A late-developing, high-motor big man who ascended into a national recruit this summer, the 6-foot-8, 230-pound Tshiebwe represents an important grab for West Virginia. Tshiebwe represents a potential replacement for Sagaba Konate in the middle as the Mountaineers beat some pretty impressive programs to land him. That includes Baylor and Kentucky.
Tshiebwe is quick off the floor and a good athlete, as he could be a very dangerous player in Bob Huggins’ system because of his brand of basketball. Regarded as the No. 21 overall prospect in the Rivals Class of 2019 national rankings, Tshiebwe also took official visits to Baylor, Illinois and Kentucky during the recruiting process.
Tshiebwe joins three-star guard Miles McBride in West Virginia’s 2019 recruiting haul.
Marshall freshman Taevion Kinsey put down one of the preseason’s best dunks on Friday night. With the Thundering Herd hosting Herd Madness, the 6-foot-5 Kinsey put down a ridiculous dunk that easily cleared three teammates.
Most dunkers use an arm on the shoulder during the dunk. Kinsey didn’t need any sort of help as he glided over his teammates.
Kinsey is going to be a dunker to keep an eye on in the future. His teammates certainly think highly of his dunking ability, as most of them projected Kinsey to win the dunk contest before the event even started.
Duke freshman Zion Williamson made some ridiculous dunks look effortless in his Cameron Indoor Stadium debut on Friday night. As part of Duke’s annual “Countdown to Craziness” event, Williamson took part in a scrimmage against his Blue Devil teammates.
That included Williamson going head-to-head with fellow freshman R.J. Barrett in a scrimmage. And more absurd dunks in the warm up line.
But besides for the on-court action, Williamson was also asked about his family’s link to the college basketball corruption trial. On Tuesday, a transcript of calls was read to the New York courtroom that allegedly included Williamson’s stepfather on FBI tapes asking for money and a job from Kansas men’s basketball coaches. The tapes were not admitted as evidence.

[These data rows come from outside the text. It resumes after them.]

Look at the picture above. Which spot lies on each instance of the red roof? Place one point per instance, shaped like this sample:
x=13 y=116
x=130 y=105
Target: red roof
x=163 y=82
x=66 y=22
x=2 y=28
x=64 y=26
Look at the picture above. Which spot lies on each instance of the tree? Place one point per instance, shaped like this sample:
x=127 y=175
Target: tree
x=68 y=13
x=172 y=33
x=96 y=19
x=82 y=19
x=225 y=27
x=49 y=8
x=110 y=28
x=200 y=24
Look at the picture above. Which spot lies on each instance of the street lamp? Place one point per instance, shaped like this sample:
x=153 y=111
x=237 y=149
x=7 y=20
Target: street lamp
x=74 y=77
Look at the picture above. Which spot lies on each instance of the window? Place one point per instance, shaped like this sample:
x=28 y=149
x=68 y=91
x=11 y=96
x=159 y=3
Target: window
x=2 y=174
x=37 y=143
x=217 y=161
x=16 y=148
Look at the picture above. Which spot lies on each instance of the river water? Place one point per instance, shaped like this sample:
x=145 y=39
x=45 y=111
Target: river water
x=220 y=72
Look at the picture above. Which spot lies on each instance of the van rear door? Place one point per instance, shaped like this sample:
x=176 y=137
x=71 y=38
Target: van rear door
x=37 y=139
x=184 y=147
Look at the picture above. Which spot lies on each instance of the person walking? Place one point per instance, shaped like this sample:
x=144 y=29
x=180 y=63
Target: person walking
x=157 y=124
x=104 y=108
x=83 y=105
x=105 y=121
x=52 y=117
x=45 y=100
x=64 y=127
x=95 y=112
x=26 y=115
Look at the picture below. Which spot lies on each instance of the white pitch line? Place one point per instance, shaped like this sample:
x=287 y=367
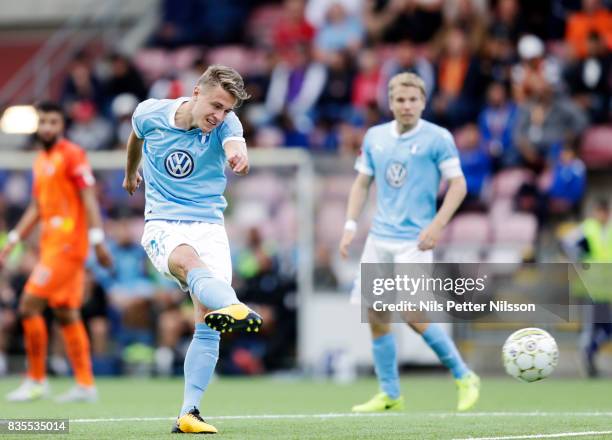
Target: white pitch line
x=347 y=415
x=530 y=436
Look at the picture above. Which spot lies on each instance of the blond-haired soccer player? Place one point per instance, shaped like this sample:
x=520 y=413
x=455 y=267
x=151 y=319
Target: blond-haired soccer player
x=64 y=204
x=185 y=144
x=406 y=157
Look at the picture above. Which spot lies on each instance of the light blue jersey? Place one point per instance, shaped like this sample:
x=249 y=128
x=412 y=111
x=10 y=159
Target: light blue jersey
x=184 y=170
x=407 y=170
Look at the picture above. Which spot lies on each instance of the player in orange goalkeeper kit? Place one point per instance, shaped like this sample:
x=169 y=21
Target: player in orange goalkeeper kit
x=65 y=205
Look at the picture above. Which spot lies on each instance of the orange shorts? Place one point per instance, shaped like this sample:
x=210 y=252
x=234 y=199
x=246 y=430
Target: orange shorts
x=61 y=283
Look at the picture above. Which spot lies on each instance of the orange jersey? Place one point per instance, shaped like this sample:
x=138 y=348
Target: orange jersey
x=59 y=175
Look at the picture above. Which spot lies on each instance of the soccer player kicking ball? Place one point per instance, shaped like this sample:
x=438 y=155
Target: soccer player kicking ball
x=186 y=143
x=407 y=157
x=65 y=205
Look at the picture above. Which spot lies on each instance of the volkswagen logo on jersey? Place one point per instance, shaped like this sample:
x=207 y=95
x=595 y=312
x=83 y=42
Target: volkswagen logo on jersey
x=396 y=174
x=179 y=164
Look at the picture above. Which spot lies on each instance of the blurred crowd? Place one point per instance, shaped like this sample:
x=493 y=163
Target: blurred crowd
x=518 y=82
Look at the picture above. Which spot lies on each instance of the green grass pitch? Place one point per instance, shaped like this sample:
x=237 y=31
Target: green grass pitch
x=268 y=408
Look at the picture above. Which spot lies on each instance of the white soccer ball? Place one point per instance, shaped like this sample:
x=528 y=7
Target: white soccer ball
x=530 y=354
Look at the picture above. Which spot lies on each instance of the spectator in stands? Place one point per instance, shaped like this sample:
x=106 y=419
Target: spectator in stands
x=534 y=63
x=396 y=20
x=316 y=10
x=567 y=185
x=405 y=59
x=124 y=78
x=292 y=29
x=476 y=164
x=594 y=17
x=589 y=79
x=324 y=276
x=340 y=32
x=88 y=128
x=335 y=98
x=546 y=123
x=81 y=85
x=295 y=85
x=496 y=123
x=367 y=80
x=457 y=98
x=469 y=16
x=122 y=108
x=176 y=26
x=507 y=20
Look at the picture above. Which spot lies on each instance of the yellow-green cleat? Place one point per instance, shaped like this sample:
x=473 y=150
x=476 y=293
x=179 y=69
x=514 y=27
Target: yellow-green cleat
x=468 y=390
x=379 y=403
x=234 y=317
x=193 y=423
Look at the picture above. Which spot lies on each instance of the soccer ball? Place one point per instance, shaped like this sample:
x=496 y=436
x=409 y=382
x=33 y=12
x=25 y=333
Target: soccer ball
x=530 y=354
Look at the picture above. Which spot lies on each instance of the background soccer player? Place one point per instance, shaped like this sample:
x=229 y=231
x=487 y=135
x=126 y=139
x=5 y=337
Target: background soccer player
x=186 y=143
x=407 y=157
x=65 y=205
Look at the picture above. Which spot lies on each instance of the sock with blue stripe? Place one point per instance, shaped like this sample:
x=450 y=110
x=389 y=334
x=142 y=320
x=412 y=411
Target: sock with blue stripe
x=213 y=292
x=441 y=343
x=200 y=363
x=385 y=365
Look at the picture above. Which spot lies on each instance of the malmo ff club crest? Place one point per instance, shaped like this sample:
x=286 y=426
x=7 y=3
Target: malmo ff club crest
x=396 y=174
x=179 y=164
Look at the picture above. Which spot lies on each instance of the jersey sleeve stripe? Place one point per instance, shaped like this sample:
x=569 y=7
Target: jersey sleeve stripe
x=233 y=138
x=364 y=169
x=450 y=168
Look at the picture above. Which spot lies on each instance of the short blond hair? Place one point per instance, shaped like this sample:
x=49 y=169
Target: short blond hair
x=407 y=79
x=229 y=80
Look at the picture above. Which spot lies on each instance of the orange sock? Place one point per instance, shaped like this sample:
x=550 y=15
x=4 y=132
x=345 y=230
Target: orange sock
x=35 y=336
x=76 y=344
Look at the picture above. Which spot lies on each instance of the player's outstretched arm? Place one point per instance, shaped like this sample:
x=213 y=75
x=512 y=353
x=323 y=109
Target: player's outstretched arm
x=457 y=190
x=356 y=202
x=237 y=157
x=22 y=230
x=96 y=231
x=132 y=179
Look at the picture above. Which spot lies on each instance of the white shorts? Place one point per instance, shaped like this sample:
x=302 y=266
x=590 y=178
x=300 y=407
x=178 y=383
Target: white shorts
x=209 y=240
x=384 y=251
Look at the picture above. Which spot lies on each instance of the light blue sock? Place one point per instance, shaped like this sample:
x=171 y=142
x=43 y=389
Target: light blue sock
x=200 y=363
x=445 y=348
x=214 y=293
x=385 y=364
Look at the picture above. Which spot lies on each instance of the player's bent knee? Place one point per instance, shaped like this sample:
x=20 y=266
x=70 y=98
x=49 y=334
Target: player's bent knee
x=31 y=306
x=182 y=260
x=66 y=316
x=379 y=329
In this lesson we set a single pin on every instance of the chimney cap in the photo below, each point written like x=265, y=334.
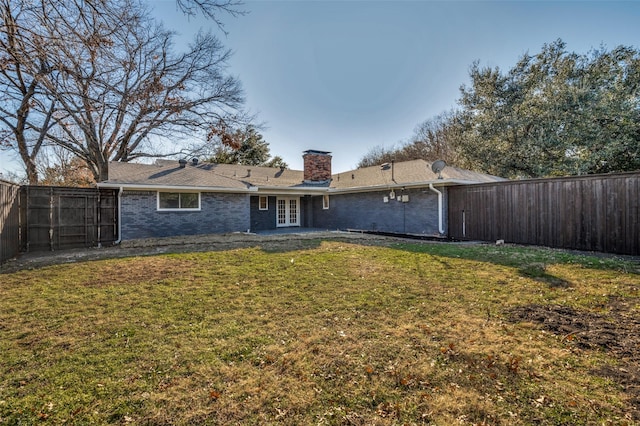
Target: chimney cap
x=315, y=151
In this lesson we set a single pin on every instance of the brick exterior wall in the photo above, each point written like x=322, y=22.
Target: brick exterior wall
x=317, y=166
x=367, y=211
x=220, y=213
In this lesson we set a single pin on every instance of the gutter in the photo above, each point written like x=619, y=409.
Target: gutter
x=142, y=187
x=440, y=226
x=119, y=240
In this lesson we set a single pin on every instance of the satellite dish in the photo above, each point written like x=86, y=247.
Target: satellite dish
x=438, y=166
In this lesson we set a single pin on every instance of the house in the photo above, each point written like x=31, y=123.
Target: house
x=171, y=198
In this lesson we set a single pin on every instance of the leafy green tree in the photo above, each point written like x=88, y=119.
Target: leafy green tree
x=244, y=146
x=555, y=113
x=434, y=139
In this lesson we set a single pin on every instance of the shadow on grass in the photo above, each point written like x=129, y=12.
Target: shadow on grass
x=530, y=262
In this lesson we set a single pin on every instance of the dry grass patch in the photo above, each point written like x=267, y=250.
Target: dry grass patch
x=335, y=333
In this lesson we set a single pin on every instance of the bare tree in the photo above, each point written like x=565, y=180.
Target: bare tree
x=118, y=87
x=211, y=9
x=21, y=99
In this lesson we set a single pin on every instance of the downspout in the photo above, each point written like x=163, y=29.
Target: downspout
x=440, y=226
x=119, y=217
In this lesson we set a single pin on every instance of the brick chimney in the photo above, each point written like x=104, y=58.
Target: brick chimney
x=317, y=166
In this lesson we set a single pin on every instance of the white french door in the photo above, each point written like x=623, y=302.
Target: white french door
x=287, y=212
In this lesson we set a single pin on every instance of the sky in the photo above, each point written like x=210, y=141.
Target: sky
x=348, y=76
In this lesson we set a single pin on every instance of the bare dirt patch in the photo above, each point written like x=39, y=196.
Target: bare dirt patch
x=193, y=243
x=617, y=332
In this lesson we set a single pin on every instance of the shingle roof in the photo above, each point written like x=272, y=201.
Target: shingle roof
x=405, y=173
x=168, y=173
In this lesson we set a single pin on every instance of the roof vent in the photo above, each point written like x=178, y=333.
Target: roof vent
x=437, y=167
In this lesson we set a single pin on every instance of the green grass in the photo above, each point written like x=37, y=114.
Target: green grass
x=335, y=333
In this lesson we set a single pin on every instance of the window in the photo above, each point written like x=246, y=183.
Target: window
x=178, y=201
x=325, y=202
x=263, y=203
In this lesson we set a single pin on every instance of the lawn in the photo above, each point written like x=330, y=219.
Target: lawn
x=329, y=333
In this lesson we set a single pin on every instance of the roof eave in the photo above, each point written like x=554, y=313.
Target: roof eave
x=147, y=187
x=422, y=184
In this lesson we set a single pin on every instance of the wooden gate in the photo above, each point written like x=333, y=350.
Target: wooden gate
x=9, y=221
x=57, y=218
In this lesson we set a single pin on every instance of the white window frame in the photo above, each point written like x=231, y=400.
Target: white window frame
x=325, y=202
x=179, y=209
x=266, y=202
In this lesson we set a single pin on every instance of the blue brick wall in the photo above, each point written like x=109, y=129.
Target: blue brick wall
x=220, y=213
x=367, y=211
x=262, y=220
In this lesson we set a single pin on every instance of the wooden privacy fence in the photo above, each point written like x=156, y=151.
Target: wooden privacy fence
x=594, y=213
x=57, y=218
x=9, y=220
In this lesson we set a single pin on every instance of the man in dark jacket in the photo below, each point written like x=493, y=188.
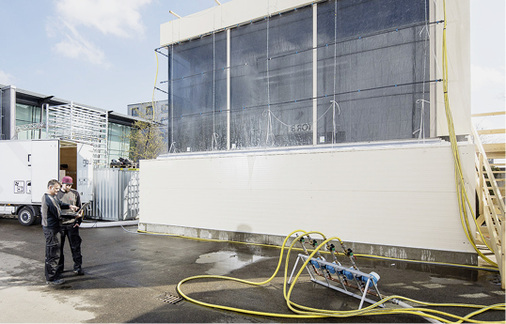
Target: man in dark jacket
x=70, y=225
x=50, y=212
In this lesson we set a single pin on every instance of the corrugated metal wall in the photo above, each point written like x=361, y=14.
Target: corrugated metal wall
x=115, y=194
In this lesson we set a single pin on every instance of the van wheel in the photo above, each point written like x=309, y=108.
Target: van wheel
x=26, y=216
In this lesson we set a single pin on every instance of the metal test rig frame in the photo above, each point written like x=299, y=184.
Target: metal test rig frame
x=348, y=280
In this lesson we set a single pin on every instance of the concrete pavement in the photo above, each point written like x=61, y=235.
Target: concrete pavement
x=130, y=278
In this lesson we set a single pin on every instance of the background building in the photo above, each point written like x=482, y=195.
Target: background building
x=316, y=115
x=24, y=113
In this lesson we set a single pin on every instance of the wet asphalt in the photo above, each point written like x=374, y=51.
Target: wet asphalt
x=131, y=278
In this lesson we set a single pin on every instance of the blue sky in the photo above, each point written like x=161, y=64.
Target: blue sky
x=101, y=52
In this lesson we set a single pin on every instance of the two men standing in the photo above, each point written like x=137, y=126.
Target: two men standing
x=57, y=224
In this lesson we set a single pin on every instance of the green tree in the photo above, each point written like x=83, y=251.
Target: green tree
x=146, y=141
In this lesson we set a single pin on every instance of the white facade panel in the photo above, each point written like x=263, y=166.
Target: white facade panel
x=219, y=17
x=399, y=196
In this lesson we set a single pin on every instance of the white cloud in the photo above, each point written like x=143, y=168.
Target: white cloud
x=115, y=17
x=75, y=46
x=75, y=18
x=6, y=78
x=482, y=76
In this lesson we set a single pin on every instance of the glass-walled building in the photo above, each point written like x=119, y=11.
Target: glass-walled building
x=24, y=118
x=310, y=75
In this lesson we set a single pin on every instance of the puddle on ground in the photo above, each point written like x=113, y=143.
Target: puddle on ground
x=225, y=262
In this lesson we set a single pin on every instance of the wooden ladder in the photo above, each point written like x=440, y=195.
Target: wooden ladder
x=490, y=191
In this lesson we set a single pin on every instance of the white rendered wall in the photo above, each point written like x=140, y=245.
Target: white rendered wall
x=400, y=195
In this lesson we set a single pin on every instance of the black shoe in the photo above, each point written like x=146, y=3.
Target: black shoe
x=55, y=282
x=79, y=272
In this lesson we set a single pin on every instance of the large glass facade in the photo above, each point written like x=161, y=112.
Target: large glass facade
x=371, y=74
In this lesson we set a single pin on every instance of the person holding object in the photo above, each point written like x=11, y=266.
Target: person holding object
x=70, y=226
x=50, y=213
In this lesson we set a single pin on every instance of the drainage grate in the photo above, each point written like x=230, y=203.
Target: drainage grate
x=169, y=298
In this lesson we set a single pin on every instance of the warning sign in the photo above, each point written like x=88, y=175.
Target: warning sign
x=19, y=186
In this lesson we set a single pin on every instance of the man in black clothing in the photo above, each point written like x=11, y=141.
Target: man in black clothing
x=70, y=226
x=50, y=210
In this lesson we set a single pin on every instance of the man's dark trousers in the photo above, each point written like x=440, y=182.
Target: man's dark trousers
x=52, y=252
x=72, y=233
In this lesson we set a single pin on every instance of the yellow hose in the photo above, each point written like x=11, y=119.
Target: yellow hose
x=462, y=195
x=303, y=312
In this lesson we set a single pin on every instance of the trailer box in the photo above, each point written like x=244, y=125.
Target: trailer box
x=27, y=166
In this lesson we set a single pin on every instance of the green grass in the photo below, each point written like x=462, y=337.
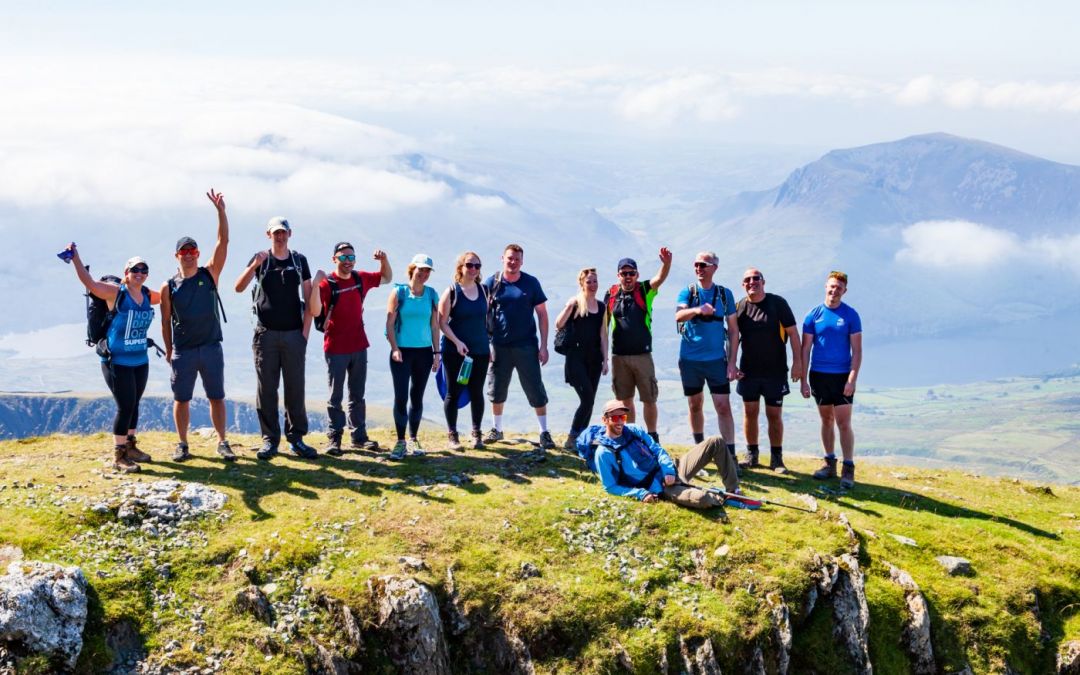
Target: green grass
x=337, y=523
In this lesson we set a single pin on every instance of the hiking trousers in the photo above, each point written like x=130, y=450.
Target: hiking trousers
x=712, y=449
x=280, y=354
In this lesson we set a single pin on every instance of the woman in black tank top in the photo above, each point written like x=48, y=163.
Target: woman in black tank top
x=588, y=360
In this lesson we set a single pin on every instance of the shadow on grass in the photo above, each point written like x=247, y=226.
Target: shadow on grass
x=763, y=482
x=367, y=473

“Honestly, I’ve paid no attention to it,” Williamson said to reporters, including ESPN’s David M. Hale, about the trial. “I’m just a college kid, out here having fun with my classmates, looking forward to stuff like Countdown and our first game. You only get one chance at the college experience, and I want to enjoy it.”
Duke head coach Mike Krzyzewski also downplayed Williamson’s link to the trial, pointing to the NCAA eligibility center’s “exhaustive” process to vette incoming recruits.
“They have an eligibility center now that these kids and their parents go through — and they go through everything,” Krzyzewski said. “We feel very comfortable with him and all our freshmen.”
We’ll likely hear more about Williamson, Kansas and this trial, as time goes on. Williamson also might legitimately not know much about this if it was his stepfather on the call. For now, Williamson is making a huge impression with Duke fans every time he steps foot on the floor.